結局、1ピリはパワープレーを除いてはさして有効なシュートを放てず。完全にコクドに試合の流れを掌握されてしまった。

Shots on Goal:C5、K11

(2)第2ピリオド
しかし、このままズルズルと行ってしまっては、ほぼ満員に膨れ上がった月寒体育館の観客に対して甚だ失礼極まりない。それでなくても、この前に行われた3位決定戦で日光アイスバックスが3ピリ6人攻撃で同点、オーバータイムで決勝点を挙げ場内を大いに沸かせていたのだ。「3位決定戦の方がいい試合だったよね」と言わせてはならない。

 
2:56 一瞬のスキを見逃さない G20

ゴール右(攻撃視点)手前のスロットから振り向きざまのシュートがクレインズ反撃の狼煙となる。

その後、スピードのある3つ目がさかんにパックを放り込み太郎が敵陣に飛び込んでいくプレーを起点としたスピードに乗った攻撃と、おそらくケガを押しての出場であろうライアンの大股スケーティングによるパックへ絡んでいくプレーが実を結びそうな気配が漂う。そんな中、

 8:10 K28 Hooking

敵陣に飛び込んでいこうとする匡史が綺麗に引っ掛けられる。アドバンテージの状態で敵陣に入るとパックはコクドに渡ってしまったが、その直後に今度は、

 8:10 K33 Roughing

こともあろうに、笛が鳴った直後に匡史に手を出す暴挙に出る。

これで丸々2分間のツーメンアドバンテージ。絶好の同点機、いや、それ以上に流れを変えねばならない重要なポイントとなる場面を迎える。
しかし、コクドもクレインズのPPが好調であるのを充分に認識しているようで、なかなか決定的な場面作らせない抵抗を見せ2分間が過ぎ去る。しかし、パックはまだコクド陣内。ペナ箱からそこに加勢するまでに若干のタイムラグがある。その時間を無駄にはしなかった。

 
10:17 実質パワープレーゴール G47←20

ベンチ側ボード付近でパックをキープしてたダーシから、左45度のスロットに入り込んできた樺山への絶妙なパスをワンタイムで叩くとパックは左肩口の上、ゴールのトップに突き刺さるファインゴール。あの局面で、しかもワンタイムであの位置にシュートをコントロールできるのは、ダテに修羅場をくぐってないな、と唸らせるプレーだった。これで試合は振り出しに戻るも、その後は膠着、いや、どちらかというと時折見せるコクドの流れるようなパス回しに翻弄されかけていた時間帯もあったが、ひとまず同点で2ピリを終えた。

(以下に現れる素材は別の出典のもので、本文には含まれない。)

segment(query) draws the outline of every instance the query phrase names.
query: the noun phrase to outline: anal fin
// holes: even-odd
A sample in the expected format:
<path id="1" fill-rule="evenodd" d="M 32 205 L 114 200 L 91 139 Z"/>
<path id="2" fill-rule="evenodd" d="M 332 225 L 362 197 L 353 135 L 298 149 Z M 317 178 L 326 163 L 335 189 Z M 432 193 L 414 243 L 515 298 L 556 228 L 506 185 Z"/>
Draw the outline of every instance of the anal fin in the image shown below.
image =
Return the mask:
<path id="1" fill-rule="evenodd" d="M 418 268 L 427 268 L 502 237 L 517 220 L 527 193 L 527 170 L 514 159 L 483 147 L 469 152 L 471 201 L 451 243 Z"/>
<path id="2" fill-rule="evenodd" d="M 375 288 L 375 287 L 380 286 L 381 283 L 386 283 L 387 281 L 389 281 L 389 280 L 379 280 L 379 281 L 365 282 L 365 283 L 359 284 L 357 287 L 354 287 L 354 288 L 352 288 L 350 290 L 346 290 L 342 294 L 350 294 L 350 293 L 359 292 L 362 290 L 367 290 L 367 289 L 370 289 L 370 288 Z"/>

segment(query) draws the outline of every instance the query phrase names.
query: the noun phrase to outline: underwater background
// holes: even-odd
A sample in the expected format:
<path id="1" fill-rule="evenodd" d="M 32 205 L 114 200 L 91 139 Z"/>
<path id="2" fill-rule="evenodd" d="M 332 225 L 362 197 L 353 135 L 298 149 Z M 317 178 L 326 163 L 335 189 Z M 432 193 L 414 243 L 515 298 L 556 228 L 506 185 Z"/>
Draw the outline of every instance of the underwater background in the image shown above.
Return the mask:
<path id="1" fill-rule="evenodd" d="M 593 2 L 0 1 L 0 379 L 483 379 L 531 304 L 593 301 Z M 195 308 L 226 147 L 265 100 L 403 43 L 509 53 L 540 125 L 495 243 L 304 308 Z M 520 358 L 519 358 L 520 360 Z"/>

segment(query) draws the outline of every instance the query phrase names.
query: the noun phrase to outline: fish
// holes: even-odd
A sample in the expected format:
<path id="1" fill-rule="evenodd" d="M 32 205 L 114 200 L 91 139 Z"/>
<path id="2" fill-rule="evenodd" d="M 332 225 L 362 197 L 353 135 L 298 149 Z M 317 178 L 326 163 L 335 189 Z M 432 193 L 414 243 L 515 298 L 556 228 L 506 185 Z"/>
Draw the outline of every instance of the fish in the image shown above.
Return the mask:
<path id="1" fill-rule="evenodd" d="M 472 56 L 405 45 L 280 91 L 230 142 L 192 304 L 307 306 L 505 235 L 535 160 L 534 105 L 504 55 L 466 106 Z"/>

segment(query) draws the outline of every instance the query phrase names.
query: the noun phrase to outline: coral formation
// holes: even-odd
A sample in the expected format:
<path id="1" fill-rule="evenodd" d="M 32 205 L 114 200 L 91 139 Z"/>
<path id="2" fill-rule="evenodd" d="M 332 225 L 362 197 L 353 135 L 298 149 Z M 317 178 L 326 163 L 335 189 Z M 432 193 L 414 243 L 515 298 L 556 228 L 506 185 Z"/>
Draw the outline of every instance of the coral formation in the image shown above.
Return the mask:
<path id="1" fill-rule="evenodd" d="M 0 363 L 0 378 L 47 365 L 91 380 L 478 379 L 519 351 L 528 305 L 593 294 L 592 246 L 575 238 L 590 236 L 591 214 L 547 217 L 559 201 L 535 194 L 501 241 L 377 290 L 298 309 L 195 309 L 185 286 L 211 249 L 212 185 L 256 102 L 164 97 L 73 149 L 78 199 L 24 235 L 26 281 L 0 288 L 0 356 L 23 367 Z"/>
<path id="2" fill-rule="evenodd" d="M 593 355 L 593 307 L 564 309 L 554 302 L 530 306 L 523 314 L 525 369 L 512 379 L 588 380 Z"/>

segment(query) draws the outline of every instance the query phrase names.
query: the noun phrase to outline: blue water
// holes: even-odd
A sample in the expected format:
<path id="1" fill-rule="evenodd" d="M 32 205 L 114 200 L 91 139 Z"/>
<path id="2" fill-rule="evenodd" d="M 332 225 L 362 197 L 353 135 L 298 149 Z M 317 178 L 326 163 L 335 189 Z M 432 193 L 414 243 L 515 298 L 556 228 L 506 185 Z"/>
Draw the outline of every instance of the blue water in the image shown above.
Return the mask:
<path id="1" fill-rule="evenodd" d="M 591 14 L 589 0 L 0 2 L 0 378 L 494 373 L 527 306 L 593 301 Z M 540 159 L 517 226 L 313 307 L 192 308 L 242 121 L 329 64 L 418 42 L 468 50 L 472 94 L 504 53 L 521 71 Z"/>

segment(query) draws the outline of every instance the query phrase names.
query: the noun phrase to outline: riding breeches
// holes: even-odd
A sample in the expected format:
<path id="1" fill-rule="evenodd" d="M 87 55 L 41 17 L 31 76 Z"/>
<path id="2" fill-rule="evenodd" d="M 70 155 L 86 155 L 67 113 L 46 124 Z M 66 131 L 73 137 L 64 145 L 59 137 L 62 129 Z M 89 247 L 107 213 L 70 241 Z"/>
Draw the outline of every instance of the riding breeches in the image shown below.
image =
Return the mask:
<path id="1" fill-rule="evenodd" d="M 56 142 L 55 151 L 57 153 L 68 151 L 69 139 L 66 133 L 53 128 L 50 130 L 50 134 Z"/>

 12:10 C30 Roughing(代行#14)

Shots on Goal:C12、K13

(3)第3ピリオド
 「3ピリ勝負」である。この20分で先に点が取れるかが勝負の行方を思い切り左右する。そんなことは誰しもが判っている。判っているからこそ、「決めて」欲しいのだ

 3:05 K88 Interference

コクドゴール前に飛び込んでいった樺山を押し倒す。
まずクレインズに「勝ち越す」チャンスが訪れたのだ。しかし、スペシャル1つ目(19−20−71−33−47)では有効打を放てず、スペシャル2つ目(18−10−8−32−7)に託される。PPも残り僅かというところで、ゴール右に居た雅俊へクロスパスが通る。そのままゴールにパックを流し込むもK44が横たわりそいつを阻む。しかし、生きていたパックを逆サイドに入ってきた由宇につなぎ押し込んだ。一瞬、氷上に居たクレインズの選手の手が上がった、が、ゴール裏で無情にもウォッシュアウトのジェスチャーをするレフェリーの姿が、それを打ち消す。結局、パックは大きくクリアされアイシング(その直前にPPは終わっていた)。その直後だった。

 
6:15 勝ち越される G18←75

これもK75の自陣からの突進を止めきれなかった1つ目の守りに問題有り。結果的に最後はフリーにさせてしまうも、次郎との距離が詰まってしまいシュートは次郎が横転しながらも懸命にブロックした。しかし、リバウンドの処理ができず、詰めてきたK18に倒れこんだ次郎とゴールポストの間にできたわずかな空間にパックを流し込まれていた。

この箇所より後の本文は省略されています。